Canadian Mining Journal

News

CANADIAN MINING PERSPECTIVES: Hill takes on the mountain of opposition

Has Alan Hill, the president and CEO of GABRIEL RESOURCES, had the last straw from those opposed to development of ...



Has Alan Hill, the president and CEO of GABRIEL RESOURCES, had the last straw from those opposed to development of Gabriel’s Rosia Montana gold project in Romania? It would appear so from what he said at a news conference in Bucharest on Sept. 5, 2007.

Hill blasted the organized opposition to his company’s proposed mine, naming the names of individuals and quoting from their correspondence to other mining companies. If his allegations can be substantiated, he paints a grim picture of the opposition trying at every turn to stop his company so that the project can be turned over to someone else.

In his presentation, Hill laid out what he believes to be the facts behind the organizations that oppose the Rosia Montana project. “Local opposition” is not local, he said. The NGO purported to represent the view of the nearby village is supported by foreign money and individuals, specifically Hungarians who may be waiting to snap up Rosia Montana should Gabriel pull out. He says the proposed ban on cyanide use in Romania is being rammed through parliament by foreign interests. He says he has copies of a letter from George Soros to NEWMONT MINING (which holds Gabriel shares) warning the American company against further involvement with Gabriel and Rosia Montana. (Soros is the American financier born in Hungary who made his millions in mining and whose company once moved a village and church to develop a mine, says Hill.) Appended to Hill’s remarks are copies of correspondence, technical evaluations and translations. Readers will find the entire address at www.GabrielResources.com; click on “Press Conference – Bucharest” under the What’s New heading.

Hill is not mincing words. He is angry with NGOs and “local” opposition that are supported by Hungarian money. He is angry at the tone of certain correspondence sent to Gabriel’s largest shareholder. Yet through it all, he asks only two things:

“I challenge the groups opposing us: Play by the same rules we do. Tell us the truth about why you oppose our project – because it cannot be based on the reasons you state publicly. Tell us who funds you. Do not demand transparency of everyone else and operate from secrecy yourselves. And why won’t you meet with us to debate the issue in public in a fair and transparent way? What do you have to hide?

“My second challenge is to members of the media: Unveil the truth. Help us learn more about these forces opposing our project – their methods and motivations. And bring the facts of what you find before the Romanian people.”
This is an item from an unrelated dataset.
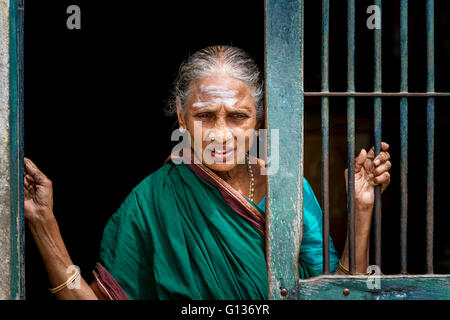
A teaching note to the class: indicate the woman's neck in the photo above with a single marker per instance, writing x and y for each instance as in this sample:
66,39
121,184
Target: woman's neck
238,173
Hill’s public statements probably reflect only a tiny bit of the frustration he feels in private.
I dont know why the Rosia Montana project has been singled out for such vocal and well-funded opposition. Gabriel promises to be a responsible mine operator. It is well aware of best practices in environmental protection and sustainable development. It has access to the world’s most effective technology to reach these goals. It is committed to injecting billions of Euros toward the growth of the Romanian economy. And the company will meet or exceed the strict European Union standards for mining.

I agree with Hill. He has made a reasoned case about the nature of the opposition his company faces in Romania. It is past time that those who oppose this mine conduct themselves in as transparent a manner as must a publicly traded company. And it is time for the truth of the matter to be uncovered by impartial journalists.